Cnidium lactone prevents bone loss in an ovariectomized rat model through the estrogen-α/BMP-2/Smad signaling pathway.

ABSTRACT

BACKGROUND: The present study aimed to investigate the effect of cnidium lactone on ovariectomy (OVX)-induced bone loss and determine whether it exerts its effects by mediating the estrogen receptor-α (ERα)/bone morphogenetic protein-2 (BMP-2)/Smad signaling pathways. METHODS: Fifty-five female rats were randomly assigned to the following treatment groups the OVX group, the sham-operated (sham) group, and groups treated with cnidium lactone at different doses (10 mg/kg/day, 20 mg/kg/day, 30 mg/kg/day). Treatments were administered for 60 days. Search Tool for Interacting Chemicals (STITCH; http//stitch.embl.de) was used to identify the interaction between cnidium lactone and target proteins. Bone mineral density (BMD), mechanical strength, serum osteoblastic and osteoclastic markers, and hematoxylin and eosin (HE) staining of the distal femur were evaluated. Moreover, western blot analyses were also performed to evaluate the effect of cnidium lactone on the ERα/BMP-2/Smad signaling pathway.

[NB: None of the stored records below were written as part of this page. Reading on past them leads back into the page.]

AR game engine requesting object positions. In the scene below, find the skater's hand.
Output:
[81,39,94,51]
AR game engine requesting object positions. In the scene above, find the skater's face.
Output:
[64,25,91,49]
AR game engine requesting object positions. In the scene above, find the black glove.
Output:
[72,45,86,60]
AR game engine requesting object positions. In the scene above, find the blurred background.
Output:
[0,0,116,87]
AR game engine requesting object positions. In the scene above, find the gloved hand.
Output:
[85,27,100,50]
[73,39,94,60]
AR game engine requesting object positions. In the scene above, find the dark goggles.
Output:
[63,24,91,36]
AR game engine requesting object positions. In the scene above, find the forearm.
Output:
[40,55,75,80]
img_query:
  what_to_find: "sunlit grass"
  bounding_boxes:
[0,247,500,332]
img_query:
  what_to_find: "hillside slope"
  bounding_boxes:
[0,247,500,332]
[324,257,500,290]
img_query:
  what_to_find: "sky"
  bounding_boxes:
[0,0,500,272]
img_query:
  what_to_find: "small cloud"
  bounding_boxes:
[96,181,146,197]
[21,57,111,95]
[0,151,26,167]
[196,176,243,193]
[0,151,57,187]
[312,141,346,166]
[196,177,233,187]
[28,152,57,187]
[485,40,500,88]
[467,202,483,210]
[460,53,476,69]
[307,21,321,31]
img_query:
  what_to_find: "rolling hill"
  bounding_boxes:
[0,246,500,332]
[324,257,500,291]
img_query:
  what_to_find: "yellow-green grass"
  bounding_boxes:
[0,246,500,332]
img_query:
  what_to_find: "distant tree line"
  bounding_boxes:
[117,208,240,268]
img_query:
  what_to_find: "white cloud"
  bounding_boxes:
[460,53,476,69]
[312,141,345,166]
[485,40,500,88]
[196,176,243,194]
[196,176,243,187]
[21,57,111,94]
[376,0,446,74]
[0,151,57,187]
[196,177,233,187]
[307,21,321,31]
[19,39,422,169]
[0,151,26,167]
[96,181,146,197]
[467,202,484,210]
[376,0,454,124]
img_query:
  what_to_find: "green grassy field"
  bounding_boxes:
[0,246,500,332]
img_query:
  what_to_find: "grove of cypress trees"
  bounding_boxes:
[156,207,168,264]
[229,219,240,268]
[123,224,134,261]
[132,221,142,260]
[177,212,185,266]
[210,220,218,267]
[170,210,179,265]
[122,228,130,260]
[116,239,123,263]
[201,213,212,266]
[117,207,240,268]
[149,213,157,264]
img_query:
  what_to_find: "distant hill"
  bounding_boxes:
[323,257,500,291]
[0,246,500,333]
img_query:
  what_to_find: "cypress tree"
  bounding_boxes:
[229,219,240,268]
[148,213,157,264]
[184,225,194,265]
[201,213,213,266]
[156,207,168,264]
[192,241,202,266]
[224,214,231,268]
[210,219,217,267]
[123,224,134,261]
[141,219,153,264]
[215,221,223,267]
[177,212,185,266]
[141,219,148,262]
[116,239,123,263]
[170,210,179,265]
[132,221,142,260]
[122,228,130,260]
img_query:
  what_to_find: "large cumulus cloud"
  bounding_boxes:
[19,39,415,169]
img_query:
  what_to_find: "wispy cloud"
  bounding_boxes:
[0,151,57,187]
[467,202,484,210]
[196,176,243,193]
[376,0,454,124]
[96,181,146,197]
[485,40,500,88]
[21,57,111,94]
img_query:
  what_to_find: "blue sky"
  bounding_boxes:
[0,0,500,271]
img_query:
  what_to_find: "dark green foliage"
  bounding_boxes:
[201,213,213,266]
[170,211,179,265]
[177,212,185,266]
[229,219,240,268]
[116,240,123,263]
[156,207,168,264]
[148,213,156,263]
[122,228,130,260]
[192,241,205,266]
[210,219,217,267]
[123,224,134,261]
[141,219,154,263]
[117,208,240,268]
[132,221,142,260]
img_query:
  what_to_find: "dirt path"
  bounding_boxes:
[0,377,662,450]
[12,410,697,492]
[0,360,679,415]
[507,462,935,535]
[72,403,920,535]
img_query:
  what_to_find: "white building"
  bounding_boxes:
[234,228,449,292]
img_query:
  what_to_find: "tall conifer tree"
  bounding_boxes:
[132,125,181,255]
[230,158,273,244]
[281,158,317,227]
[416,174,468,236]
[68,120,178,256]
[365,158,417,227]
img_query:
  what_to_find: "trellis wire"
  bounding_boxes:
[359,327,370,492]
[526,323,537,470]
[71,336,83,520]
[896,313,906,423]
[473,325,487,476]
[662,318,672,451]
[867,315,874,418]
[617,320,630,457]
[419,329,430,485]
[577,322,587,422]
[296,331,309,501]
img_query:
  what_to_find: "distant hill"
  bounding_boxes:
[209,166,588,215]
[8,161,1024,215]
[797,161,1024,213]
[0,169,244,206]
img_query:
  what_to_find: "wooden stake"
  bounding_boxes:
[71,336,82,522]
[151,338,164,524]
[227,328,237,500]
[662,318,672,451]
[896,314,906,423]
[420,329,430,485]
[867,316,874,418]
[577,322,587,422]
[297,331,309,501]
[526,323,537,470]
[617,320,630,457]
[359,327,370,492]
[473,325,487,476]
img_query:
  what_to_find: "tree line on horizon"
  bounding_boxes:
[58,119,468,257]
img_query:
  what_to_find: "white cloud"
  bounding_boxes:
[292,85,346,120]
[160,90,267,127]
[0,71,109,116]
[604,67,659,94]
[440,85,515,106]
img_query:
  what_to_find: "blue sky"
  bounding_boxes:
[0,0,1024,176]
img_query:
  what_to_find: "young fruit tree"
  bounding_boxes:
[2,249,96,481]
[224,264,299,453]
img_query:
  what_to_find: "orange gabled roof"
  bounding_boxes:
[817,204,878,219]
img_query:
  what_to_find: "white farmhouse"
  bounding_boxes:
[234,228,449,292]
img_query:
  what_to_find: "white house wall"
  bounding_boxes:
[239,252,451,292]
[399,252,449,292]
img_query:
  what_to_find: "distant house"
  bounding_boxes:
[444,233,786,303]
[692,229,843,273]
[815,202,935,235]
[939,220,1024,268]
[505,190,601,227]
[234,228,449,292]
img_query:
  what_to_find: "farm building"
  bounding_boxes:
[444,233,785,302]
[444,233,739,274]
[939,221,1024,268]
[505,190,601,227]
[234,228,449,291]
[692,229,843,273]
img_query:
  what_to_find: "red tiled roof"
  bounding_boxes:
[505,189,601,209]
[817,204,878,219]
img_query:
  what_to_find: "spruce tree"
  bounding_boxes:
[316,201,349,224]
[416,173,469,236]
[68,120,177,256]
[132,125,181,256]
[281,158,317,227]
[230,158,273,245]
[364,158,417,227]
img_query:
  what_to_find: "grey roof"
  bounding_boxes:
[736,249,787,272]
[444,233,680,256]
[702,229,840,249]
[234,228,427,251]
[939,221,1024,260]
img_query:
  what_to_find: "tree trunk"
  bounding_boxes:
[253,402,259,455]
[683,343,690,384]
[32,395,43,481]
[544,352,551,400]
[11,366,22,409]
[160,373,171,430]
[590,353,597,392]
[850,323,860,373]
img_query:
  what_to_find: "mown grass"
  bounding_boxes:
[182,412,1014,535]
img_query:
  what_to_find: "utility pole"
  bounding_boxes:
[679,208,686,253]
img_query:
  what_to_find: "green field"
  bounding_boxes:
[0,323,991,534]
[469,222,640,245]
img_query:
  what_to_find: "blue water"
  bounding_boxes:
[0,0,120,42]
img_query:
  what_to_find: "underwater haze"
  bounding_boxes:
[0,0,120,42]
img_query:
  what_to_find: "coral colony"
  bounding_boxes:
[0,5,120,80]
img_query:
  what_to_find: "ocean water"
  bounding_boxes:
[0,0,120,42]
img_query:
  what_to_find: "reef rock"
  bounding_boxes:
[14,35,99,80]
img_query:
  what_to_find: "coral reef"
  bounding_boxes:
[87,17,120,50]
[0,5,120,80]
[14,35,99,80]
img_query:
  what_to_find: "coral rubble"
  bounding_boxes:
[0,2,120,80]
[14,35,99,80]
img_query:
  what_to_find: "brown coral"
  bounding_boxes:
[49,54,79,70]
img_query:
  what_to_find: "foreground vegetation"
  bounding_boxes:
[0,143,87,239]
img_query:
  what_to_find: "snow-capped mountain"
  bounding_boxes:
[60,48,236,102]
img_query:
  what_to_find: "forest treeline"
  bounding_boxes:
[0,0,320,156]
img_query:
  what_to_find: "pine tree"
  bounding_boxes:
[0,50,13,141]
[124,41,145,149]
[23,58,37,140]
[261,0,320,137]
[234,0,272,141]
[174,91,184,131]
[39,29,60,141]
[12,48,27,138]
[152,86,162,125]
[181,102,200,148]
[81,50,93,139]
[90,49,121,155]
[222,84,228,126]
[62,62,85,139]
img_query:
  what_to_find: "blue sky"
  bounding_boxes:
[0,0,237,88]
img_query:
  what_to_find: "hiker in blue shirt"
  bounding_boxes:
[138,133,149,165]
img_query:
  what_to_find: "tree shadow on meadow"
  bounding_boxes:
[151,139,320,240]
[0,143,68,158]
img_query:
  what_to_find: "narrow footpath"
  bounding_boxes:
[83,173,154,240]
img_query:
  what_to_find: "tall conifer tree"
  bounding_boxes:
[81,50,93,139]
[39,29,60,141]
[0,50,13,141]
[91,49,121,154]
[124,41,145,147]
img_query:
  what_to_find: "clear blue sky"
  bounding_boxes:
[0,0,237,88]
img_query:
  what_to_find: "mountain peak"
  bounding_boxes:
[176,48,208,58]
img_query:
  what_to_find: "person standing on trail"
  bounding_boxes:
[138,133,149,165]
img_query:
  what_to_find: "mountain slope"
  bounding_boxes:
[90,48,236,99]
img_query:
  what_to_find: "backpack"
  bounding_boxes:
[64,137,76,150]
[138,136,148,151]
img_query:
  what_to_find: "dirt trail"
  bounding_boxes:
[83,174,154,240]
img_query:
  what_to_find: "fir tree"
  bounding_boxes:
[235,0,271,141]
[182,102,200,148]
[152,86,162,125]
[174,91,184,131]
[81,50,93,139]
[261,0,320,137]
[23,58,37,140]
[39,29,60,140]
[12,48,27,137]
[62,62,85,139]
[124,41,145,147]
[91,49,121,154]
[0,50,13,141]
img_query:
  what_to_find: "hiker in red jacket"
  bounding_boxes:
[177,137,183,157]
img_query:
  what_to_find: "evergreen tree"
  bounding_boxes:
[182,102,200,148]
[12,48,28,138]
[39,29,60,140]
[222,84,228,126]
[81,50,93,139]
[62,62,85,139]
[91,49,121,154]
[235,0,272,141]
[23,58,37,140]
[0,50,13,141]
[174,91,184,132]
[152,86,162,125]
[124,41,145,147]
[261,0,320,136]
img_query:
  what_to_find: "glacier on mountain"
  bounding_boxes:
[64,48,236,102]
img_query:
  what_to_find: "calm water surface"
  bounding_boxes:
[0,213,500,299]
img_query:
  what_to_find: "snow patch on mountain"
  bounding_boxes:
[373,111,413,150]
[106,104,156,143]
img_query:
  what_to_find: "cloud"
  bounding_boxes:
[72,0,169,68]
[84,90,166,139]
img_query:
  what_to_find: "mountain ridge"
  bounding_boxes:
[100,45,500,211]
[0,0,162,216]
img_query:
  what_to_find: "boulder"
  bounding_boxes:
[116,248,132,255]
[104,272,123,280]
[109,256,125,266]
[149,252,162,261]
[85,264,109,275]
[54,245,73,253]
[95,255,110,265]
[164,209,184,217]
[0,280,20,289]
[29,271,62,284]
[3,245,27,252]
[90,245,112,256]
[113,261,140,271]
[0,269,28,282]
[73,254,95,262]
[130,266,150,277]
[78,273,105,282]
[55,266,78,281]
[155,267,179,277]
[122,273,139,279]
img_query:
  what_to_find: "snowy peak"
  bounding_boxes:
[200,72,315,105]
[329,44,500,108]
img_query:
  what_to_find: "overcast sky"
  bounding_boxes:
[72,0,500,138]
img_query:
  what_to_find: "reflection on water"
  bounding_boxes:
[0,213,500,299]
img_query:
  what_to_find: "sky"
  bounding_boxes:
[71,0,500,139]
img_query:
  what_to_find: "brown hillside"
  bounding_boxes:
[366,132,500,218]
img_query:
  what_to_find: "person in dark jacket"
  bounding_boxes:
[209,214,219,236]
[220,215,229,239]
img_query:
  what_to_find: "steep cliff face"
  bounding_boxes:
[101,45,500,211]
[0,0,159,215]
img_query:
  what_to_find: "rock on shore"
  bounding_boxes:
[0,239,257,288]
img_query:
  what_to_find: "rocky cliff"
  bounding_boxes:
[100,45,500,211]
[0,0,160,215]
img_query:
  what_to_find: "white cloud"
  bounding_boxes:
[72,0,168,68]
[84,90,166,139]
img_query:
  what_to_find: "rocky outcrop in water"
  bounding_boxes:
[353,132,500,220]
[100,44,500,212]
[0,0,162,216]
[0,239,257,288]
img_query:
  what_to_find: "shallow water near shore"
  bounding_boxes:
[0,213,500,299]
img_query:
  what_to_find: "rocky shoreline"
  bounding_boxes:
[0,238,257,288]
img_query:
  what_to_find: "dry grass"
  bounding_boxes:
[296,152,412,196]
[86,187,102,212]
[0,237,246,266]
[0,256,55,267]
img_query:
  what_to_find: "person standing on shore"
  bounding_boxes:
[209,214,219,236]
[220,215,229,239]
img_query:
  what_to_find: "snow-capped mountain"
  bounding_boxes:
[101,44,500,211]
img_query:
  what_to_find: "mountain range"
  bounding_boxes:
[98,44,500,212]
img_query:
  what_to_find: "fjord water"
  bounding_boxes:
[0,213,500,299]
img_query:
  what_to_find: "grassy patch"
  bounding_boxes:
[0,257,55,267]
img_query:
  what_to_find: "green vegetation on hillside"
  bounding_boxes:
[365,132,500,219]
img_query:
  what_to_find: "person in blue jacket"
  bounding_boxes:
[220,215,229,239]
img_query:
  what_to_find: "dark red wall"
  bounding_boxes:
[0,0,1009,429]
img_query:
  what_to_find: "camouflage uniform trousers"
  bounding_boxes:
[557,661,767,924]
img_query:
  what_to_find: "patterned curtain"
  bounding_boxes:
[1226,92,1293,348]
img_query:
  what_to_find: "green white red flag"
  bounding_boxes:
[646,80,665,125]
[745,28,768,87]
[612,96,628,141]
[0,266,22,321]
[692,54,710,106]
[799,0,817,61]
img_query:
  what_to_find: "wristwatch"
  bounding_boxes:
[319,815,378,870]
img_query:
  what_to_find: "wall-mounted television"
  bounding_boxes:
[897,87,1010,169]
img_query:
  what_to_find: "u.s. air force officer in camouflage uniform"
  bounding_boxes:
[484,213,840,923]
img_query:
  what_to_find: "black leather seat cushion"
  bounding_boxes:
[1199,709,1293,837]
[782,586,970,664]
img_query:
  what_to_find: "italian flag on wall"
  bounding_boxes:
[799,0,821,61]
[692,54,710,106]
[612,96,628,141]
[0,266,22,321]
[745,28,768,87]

RESULTS: Cnidium lactone treatment was associated with an increase in the BMD of the distal femur compared to that of the OVX group. Moreover, cnidium lactone significantly increased biomechanical properties in a dose-dependent manner compared to those of the OVX group (p < 0.05). Treatment with cnidium lactone significantly enhanced the BMP-2/Smad signaling pathway by up-regulating the expression of ERα, BMP-2, p-Smad1 and p-Smad4. Cnidium lactone treatment improved the microstructure of trabecular bone in the distal femurs of OVX rats, as shown by HE staining. CONCLUSIONS: Cnidium lactone exerts potent antiosteoporotic activity in ovariectomized mice, and the underlying molecular mechanism may be related to the ERα/BMP-2/Smad signaling pathways.